Accordo azienda-sindacati (a eccezione di Fiom), la prima proroga già da lunedì E arrivano anche gli incentivi da 20 a 35mila euro per le uscite volontarie
AVEZZANO. C’è l'accordo di prossimità per 100 interinali di LFoundry. Ieri le organizzazioni sindacali, fatta eccezione per la Fiom-Cgil, hanno firmato l’intesa con la quale verranno prorogati da 12 a 36 mesi i contratti per 100 dipendenti a tempo determinato dell’azienda del nucleo industriale dove si producono memorie volatili.
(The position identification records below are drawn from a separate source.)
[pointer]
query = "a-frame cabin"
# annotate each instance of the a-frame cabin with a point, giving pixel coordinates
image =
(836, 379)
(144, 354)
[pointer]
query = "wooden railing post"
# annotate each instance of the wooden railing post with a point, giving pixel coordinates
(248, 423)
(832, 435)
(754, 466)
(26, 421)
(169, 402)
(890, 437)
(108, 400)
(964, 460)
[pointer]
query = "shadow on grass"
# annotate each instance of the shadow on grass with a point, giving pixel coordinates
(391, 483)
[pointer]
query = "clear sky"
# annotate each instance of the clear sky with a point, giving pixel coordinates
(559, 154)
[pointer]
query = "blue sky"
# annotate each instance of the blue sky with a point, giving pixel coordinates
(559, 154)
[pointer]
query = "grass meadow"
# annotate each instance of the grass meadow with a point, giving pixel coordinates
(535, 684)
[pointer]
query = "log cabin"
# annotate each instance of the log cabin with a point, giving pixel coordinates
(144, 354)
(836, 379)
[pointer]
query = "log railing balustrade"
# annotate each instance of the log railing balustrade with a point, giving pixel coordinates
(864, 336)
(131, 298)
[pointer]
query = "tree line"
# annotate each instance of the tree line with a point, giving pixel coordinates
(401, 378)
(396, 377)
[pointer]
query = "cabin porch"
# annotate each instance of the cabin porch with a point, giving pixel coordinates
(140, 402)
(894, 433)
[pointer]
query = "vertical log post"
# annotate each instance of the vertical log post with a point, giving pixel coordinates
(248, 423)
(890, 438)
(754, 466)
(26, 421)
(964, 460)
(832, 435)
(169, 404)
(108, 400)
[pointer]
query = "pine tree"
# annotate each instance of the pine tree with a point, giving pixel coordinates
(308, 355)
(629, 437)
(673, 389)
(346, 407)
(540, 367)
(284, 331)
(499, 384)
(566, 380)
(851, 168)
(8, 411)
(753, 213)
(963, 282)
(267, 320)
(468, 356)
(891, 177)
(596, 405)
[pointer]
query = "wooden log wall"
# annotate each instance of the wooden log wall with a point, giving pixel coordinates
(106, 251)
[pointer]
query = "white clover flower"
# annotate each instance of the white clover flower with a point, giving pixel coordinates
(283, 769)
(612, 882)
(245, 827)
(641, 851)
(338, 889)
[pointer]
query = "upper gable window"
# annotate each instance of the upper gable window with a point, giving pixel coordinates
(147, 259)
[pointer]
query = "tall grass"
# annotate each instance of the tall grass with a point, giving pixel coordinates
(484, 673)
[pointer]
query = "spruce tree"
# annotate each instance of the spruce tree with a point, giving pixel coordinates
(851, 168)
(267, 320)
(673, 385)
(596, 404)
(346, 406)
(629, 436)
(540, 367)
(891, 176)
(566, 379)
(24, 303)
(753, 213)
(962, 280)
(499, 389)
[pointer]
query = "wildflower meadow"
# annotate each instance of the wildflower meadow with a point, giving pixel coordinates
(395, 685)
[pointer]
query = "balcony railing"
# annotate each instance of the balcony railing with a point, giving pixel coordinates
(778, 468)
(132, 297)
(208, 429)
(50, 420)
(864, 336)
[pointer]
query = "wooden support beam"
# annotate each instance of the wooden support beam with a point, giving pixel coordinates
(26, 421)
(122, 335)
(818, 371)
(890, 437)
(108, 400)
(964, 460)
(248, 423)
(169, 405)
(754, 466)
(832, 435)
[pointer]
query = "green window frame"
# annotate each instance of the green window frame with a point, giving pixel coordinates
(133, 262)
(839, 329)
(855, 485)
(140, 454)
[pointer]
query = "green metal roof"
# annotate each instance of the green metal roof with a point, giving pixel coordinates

L’accordo, che di fatto supera il Decreto dignità, entrerà in vigore già da lunedì per 65 dipendenti e poi sarà replicato anche a fine gennaio per altri 35. In questo modo i lavoratori interinali, come già avvenuto per altre aziende marsicane come Kromoss, Saes e Siapra, rimarranno in fabbrica complessivamente per 3 anni. «Abbiamo siglato l’accordo quadro che, nell’ottica di risanamento e rilancio del sito, affronta alcuni temi oggetto di singola contrattazione», ha commentato Andrea Campione, rsu Uilm-Uil, «per i lavoratori interinali si è posto in essere la deroga al Decreto dignità che permette di restare in azienda fino a 36 mesi anziché 12. Ogni semestre azienda e organizzazioni sindacali valuteranno se esistono le condizioni per effettuare delle stabilizzazioni degli stessi, al momento rigettate, perché non sostenibili, dalla direzione aziendale». Si è inoltre trovata un’intesa sulle uscite volontarie dall’azienda. I 1.400 dipendenti del sito che vorranno lasciare l’azienda potranno usufruire di un incentivo che va da 20 a 35mila euro e varia in base al livello e al numero di anni di presenza in fabbrica che sarà valutato in base al parametro “maggiore o minore di 18 anni». Nei prossimi giorni si inizierà a discutere anche sul futuro orario di lavoro. Il primo incontro dedicato all’argomento si terrà virtualmente lunedì.